Brothers arrested by disgraced narcotics officer get reduced sentences amid investigation into corruption at BRPD
BATON ROUGE - Two brothers arrested by a Baton Rouge police officer, who was later accused of stealing evidence, had their sentences cut down Thursday amid a massive review of cases handled by BRPD's narcotics division.
Deandre Robertson and Darryl Robertson were previously sentenced on drug charges in December 2019 and February 2020, respectively, related to the same case dating back to 2016. Darryl was serving a 15-year sentence, while Deandre was sentenced to 21 years.

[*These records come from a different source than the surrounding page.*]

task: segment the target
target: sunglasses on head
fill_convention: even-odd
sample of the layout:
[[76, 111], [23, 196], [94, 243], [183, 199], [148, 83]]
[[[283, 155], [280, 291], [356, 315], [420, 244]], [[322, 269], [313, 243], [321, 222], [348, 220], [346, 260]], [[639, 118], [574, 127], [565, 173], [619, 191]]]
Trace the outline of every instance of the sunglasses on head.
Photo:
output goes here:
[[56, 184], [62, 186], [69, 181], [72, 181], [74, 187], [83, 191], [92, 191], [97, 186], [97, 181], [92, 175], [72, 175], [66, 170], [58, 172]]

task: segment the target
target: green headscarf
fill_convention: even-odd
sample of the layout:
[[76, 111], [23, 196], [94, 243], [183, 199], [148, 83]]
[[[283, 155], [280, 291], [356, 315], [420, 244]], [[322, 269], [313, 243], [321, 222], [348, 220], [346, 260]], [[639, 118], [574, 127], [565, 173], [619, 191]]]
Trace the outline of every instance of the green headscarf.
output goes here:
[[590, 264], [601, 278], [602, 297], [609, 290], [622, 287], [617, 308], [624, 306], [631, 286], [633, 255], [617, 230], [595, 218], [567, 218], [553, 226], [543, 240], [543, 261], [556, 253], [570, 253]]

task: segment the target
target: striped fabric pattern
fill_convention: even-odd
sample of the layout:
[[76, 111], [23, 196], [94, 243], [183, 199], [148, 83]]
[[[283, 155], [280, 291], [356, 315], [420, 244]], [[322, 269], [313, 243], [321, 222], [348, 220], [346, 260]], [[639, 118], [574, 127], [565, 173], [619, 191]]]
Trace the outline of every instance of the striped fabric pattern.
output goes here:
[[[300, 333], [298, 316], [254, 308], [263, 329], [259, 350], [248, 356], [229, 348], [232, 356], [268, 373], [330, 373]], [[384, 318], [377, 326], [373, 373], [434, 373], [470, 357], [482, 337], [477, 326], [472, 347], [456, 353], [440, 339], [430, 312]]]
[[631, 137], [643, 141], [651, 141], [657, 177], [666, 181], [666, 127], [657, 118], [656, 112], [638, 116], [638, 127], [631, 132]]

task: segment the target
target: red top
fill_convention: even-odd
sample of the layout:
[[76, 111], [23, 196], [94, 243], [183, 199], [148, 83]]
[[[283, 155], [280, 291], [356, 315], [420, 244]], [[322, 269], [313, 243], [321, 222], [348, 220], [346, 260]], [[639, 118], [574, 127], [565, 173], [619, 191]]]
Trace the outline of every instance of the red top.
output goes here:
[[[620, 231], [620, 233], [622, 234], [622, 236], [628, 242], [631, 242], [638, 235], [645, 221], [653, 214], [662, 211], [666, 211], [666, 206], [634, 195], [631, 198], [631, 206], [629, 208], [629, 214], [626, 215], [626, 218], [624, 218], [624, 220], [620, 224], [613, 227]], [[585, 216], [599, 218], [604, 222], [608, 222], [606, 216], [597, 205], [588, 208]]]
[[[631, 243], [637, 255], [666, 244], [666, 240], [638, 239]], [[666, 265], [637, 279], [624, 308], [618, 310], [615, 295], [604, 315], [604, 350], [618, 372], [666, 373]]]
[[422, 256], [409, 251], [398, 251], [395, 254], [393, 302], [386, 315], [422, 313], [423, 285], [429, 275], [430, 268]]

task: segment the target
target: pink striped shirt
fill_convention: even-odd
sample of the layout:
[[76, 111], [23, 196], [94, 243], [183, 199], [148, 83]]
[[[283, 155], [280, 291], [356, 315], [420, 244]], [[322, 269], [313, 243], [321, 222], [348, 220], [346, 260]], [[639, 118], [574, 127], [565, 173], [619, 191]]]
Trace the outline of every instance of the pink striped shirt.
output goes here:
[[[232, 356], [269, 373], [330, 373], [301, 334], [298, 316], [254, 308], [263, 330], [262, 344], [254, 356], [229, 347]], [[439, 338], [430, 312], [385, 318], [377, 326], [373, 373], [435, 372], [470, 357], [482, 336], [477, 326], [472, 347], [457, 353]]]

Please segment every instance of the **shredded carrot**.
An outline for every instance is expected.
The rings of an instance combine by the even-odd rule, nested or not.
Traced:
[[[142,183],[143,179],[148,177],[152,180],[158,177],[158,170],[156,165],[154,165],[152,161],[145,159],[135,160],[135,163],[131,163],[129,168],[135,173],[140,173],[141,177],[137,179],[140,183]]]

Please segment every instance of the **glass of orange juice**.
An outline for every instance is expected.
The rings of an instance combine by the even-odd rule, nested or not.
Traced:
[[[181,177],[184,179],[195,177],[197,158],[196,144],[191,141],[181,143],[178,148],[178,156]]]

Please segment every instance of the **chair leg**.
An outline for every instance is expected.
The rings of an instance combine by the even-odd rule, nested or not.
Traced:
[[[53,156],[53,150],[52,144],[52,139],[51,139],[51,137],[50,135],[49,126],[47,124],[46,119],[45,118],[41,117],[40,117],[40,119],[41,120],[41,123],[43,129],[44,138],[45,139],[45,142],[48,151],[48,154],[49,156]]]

A judge drastically reduced those sentences Thursday morning, cutting Deandre's sentence to 15 years and Darryl's to eight years and seven months.
Jason Acree, an officer at the center of the internal corruption investigation at BRPD, has been arrested on numerous charges highlighted by the WBRZ Investigative Unit. The allegations against Acree include accusations of stealing drugs from an evidence locker and smashing evidence while he was working a case.
"He is not to be trusted," David Utter, the brothers' lawyer said after the hearing.
He says the corruption from Acree and the BRPD's narcotics division is the reason his clients are behind bars.
"Jason Acree said that they committed a crime where we now know Jason Acree is in fact a criminal himself, or at least accused of crimes," Utter said.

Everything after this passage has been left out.